In this chat with newstimesafrica, she speaks on life after her father’s death, her plans to immortalise him as well as her career.
How has life been after the death of your father?
A lot has been happening. I’m trying to adjust to my current status as an orphan. Life has been very challenging I must say. If there is one thing I know, it is that God can never give you more than what you can bear. There are days I wake up and cry and I’m like God, why does this have to happen to me? Why does my father have to go and all of that. And there are days that I woke up and I’m so strong and I’m like ready to take on the world. In all, I am still grateful to the Most High.
What has changed since your father died?
Everything has changed. Death has a way of giving you a new task and challenges. My father left behind a 13-man band and this is now my responsibility. I am grateful for the opportunity to be the one to champion this course, to carry the legacy to the next level and at the same time it is challenging that I am a woman. There are a lot of things that would need a man’s touch in and it is not there. I will just do my best and leave the rest.
What was the first thing that came to your mind when Efe, your father’s partner suddenly died shortly after the burial of your father?
That was the heaviest blow. I had thought that by the time maybe about three to six months, we would be able to be putting things in place and to carry on with my father’s legacy but her sudden death was a big blow to me because I thought we could work out some things together and find a way to sustain this legacy.
What is happening to your music life after all of this?
Right now, I am channeling all my energy and focus on my music. Before my father passed on, I was actually working on my debut album, that hasn’t changed. Circumstances obviously have delayed the release of the album but the album is definitely coming out in a matter of weeks. I already dropped two singles from the album, ‘Good Ole Days and ‘24 Hours.’ Both of them are making the rounds but ‘Good Ole Days’ seems to be making more impact and reasons being that I have just shot a video for it. There is visual to it and people are more in-tuned with visuals as opposed to audios.
Has anything changed in your songs, still the same conscious songs?
It is the same conscious music. I cannot deviate from that. I don’t know anything less or better. That is the lineage I come from. That is how I have been raised. People will not play Fela’s music or my father’s music if there are no messages in them. Those kinds of music are evergreen music and that is why I intend to keep doing same.
What are your thoughts about the condition of this country as a conscious artiste?
My thoughts are deep. First and foremost, I will just say may Jah help us. A lot of things are wrong hence the reason why I wrote my two songs, ‘Good Ole Days’ and ‘24 Hours.’ ‘24 Hours’ is the song I wrote a few weeks before the elections started. It basically speaks to the minds of its listeners. In some parts of the lines, I had said; ‘what would you do if you were president for a day?’ ‘What would you do if you had power for a day?’ ‘What would you do if you were that young man that was locked up in the penitentiary for a crime that you never committed?’ ‘What would you do if you were the young man sitting under the bridge and you do not have food to eat?’ ‘You can’t even cry no more because you are so weak and frail?’ We are all citizens in this country right now and we know that things are not moving in the way it should be. There are major hurdles in this country apart from basic necessities which is the major issues like food, light, water, good roads and all of that. We still have economic challenges-it is tough. I call Nigeria the jungle. It is survival of the fittest out here.

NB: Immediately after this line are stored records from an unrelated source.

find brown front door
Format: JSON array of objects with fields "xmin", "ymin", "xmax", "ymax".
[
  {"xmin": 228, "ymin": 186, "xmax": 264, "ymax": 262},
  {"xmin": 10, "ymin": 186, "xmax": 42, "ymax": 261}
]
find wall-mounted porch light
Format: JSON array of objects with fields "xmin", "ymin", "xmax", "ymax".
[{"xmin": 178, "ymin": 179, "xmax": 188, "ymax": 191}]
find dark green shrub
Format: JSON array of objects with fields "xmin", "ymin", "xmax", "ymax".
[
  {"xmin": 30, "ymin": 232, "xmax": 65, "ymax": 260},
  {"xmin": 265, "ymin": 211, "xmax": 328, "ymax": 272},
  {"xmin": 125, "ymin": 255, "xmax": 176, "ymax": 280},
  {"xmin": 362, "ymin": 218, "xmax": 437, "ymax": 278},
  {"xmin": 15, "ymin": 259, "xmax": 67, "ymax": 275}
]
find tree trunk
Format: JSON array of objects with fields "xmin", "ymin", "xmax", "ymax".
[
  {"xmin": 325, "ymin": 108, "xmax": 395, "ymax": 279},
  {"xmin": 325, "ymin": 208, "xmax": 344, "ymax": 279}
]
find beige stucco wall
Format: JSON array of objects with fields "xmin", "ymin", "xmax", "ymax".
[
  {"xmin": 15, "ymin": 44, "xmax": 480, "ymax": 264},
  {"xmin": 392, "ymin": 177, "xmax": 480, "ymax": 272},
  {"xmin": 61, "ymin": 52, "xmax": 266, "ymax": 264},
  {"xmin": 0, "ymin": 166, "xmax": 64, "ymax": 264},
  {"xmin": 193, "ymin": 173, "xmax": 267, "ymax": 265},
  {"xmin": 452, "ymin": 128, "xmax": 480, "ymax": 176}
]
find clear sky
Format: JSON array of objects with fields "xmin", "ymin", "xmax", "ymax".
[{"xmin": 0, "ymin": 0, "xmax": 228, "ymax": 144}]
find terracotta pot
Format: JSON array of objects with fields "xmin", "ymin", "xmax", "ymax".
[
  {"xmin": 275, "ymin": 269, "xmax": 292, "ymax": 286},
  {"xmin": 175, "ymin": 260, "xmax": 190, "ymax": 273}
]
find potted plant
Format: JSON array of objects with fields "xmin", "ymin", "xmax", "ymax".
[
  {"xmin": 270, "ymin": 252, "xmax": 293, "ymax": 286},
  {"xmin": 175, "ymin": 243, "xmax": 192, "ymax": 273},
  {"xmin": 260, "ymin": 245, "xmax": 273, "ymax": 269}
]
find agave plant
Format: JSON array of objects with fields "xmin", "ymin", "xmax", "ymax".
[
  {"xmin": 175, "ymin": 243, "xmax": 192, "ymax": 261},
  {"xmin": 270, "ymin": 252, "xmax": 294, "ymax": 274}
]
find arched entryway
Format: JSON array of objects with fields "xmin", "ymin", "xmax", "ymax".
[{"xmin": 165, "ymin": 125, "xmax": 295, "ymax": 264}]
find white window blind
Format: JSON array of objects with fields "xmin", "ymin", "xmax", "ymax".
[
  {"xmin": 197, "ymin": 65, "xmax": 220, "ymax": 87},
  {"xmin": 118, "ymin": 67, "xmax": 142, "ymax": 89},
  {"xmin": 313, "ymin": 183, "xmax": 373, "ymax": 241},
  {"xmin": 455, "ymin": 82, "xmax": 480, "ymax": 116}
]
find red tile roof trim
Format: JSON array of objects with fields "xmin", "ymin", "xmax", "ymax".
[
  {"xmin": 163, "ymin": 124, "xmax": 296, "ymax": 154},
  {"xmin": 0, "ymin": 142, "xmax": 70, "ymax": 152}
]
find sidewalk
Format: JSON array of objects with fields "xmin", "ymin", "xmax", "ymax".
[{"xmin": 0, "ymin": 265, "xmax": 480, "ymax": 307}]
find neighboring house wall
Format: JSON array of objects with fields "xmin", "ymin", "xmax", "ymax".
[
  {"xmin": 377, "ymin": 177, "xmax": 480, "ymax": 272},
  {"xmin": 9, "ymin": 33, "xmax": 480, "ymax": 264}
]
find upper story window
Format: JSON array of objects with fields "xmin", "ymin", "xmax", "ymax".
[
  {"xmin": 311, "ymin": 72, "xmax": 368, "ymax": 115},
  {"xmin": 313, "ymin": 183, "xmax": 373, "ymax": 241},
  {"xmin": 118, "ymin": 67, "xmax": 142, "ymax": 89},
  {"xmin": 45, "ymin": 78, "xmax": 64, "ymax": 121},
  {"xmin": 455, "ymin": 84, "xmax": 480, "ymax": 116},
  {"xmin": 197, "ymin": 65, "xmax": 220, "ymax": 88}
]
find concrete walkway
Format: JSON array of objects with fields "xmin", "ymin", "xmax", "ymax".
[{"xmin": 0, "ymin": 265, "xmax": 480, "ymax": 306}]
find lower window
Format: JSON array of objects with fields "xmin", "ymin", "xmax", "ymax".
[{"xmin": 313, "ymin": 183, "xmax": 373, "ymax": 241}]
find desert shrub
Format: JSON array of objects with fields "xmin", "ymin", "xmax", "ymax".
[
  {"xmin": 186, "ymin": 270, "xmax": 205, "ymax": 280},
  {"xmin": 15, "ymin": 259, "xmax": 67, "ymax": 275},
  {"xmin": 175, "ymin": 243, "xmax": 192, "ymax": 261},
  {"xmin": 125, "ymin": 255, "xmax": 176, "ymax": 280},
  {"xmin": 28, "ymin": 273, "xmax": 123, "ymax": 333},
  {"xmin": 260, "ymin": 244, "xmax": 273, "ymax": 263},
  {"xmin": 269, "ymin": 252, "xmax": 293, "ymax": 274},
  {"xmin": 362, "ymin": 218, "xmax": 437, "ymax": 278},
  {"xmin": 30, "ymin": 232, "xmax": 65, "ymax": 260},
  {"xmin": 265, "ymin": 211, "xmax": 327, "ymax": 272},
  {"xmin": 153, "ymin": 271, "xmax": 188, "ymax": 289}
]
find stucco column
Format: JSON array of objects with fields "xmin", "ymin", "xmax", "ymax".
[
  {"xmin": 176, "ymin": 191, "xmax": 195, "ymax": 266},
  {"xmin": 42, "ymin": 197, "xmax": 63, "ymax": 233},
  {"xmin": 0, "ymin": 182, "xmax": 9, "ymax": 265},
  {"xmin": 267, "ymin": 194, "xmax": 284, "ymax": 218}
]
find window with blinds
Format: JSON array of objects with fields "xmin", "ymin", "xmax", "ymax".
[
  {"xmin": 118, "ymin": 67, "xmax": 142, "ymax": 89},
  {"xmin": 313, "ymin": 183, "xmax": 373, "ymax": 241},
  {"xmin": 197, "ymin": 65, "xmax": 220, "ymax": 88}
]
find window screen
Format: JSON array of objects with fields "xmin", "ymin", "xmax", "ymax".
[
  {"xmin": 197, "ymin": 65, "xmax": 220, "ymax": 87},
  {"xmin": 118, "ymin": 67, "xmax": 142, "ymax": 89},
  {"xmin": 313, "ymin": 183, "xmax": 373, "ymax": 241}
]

What new stuff do you have in these new songs that would make people accept conscious songs?
It is just me speaking the truth. There is nothing extra or out of the ordinary. What makes it unique is the melody, the delivery and of course the message. When people can listen to your music and relate with it, I have delivered my message. That to me is what it is. Relatable messages and that is what I am bringing. I’m not trying to give you more party tracks without any message. I am particular about the message I dish out, be it a party or anywhere.
Any plan to immortalize the legacies of your father?
Definitely, that would be in the future but right now, I am focusing on my songs. It is not going to be a one or two years stuff, it is a lifetime thing. All of that would be put in place as time goes on. We are going to kick off with his remembrance like the way we do the Bob Marley Day. Kimono Day is something that is worth celebrating. He has fans all across the world not just Nigeria. We can have a Kimono Day in Lagos, a Kimono Day in Las Vegas, Germany etc. That is something I hope would come to stay as we keep at it.